For patients with ST-segment elevation – a kind of heart attack with a specific electrocardiogram signature – the two-year risk of death was 8.5% with drug-coated stents and 11.6% with bare-metal stents. For heart attack victims without ST-segment elevation, the two-year risk of death was 12.8% with drug-coated stents, compared to 15.6% with bare-metal stents.

In a nine month study, Swiss researchers led by professor Stephan Windecker of Bern University Hospita compared the results of the next generation drug-coated stents with conventional drug-coated stents in a study involving 1,700 patients. They found no significant difference in the performance of BioMatrix – a new drug-coated stent made by Singapore-based Biosensors International Group Ltd. – compared to a standard drug-eluting stent releasing sirolimus. Patients with chronic stable coronary artery disease or acute coronary syndromes received either of the two stents. At the end of the study, researchers found the number of deaths, heart attacks and repeat interventions were equivalent in both groups of patients.

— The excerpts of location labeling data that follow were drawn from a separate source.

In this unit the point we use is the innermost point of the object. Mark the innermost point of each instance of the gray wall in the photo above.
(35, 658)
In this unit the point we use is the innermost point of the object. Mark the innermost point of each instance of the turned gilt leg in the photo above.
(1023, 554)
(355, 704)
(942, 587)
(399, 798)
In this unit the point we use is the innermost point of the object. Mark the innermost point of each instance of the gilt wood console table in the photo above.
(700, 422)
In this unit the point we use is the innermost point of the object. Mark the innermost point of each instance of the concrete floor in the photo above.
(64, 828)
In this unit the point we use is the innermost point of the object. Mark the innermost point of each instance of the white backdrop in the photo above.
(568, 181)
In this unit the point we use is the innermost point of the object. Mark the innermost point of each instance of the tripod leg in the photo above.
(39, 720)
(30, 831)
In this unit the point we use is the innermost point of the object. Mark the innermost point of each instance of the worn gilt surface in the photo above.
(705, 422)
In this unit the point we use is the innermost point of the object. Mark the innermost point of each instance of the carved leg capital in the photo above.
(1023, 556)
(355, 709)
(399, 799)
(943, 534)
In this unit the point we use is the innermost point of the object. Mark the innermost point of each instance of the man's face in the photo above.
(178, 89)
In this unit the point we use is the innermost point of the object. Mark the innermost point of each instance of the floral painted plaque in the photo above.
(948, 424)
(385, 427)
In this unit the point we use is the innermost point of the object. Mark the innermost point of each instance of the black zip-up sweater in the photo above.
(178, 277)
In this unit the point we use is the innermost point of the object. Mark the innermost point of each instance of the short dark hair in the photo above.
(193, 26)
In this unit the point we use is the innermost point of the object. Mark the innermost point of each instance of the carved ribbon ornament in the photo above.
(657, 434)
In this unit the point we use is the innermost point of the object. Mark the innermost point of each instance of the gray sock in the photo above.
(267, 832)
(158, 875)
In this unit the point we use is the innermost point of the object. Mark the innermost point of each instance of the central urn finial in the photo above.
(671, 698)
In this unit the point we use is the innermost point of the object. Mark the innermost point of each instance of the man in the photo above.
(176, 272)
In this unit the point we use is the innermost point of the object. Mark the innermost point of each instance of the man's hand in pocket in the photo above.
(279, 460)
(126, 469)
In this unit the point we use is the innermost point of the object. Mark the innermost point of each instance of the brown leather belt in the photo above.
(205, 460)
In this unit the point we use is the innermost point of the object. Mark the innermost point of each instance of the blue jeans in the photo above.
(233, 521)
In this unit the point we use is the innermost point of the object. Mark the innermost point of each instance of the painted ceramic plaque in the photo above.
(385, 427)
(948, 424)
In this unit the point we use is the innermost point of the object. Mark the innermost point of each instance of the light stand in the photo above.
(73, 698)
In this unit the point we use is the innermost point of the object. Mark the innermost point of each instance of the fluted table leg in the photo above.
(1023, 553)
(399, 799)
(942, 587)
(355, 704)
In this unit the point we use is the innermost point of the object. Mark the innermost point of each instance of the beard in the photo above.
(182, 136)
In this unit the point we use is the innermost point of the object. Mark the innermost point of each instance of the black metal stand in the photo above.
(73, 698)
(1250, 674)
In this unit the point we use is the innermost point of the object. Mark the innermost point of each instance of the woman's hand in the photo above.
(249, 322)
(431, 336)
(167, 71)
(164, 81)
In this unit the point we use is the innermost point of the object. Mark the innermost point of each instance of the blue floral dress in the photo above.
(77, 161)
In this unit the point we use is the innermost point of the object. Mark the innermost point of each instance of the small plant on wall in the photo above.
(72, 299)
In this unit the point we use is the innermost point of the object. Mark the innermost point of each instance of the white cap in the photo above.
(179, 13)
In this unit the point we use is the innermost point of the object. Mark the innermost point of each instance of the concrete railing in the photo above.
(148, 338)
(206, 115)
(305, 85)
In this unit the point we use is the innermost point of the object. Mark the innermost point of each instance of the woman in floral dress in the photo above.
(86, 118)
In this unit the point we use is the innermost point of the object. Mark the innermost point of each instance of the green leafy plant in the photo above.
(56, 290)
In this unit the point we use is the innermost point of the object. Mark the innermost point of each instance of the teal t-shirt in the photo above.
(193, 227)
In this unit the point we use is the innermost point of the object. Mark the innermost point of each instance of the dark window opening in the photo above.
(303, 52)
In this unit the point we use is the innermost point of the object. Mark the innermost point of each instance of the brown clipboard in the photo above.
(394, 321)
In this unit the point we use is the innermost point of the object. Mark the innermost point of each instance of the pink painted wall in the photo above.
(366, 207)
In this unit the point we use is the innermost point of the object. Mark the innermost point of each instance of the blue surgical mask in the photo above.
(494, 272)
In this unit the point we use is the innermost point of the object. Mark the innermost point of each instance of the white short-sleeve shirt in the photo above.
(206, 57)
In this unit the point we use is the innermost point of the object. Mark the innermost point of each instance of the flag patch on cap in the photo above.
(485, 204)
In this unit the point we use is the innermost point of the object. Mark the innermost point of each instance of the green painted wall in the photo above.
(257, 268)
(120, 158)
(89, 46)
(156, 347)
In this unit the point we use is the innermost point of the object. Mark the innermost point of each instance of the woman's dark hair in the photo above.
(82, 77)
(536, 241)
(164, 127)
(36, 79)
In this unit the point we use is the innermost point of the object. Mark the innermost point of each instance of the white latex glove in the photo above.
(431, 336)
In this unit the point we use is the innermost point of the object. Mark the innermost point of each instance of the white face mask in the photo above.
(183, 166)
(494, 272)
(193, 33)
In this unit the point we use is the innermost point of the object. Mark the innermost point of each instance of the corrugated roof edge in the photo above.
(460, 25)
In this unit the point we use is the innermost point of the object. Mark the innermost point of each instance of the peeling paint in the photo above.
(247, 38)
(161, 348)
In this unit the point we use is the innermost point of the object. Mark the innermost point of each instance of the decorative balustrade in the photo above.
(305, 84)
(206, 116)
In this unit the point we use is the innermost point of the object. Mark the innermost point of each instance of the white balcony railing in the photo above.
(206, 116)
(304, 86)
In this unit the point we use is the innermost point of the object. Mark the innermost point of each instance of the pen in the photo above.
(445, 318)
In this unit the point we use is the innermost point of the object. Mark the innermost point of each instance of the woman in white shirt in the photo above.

The most recent drug-coated stent which received FDA’s approval is the Boston Scientific Corp.’s new Taxus drug-coated stent. The Food and Drug Administration approved the Boston Scientific Corp.’s new Taxus drug-coated stent, Boston Scientific Corp. announced Thursday. The Taxus Express2 stent is the only stent on the market approved for use in vessels as small as 2.25 millimeters, the manufacturer said. The stent is also approved to treat the recurrence of a narrowing artery in patients who have a bare-metal stent. Taxus stents compete with Johnson & Johnson’s Cypher stent, Abbott Laboratories Inc.'s Xience V and Medtronic Inc.'s Endeavor drug-coated stents.

Researchers say the studies “establish the non-inferiority” of the newer drug-coated stents.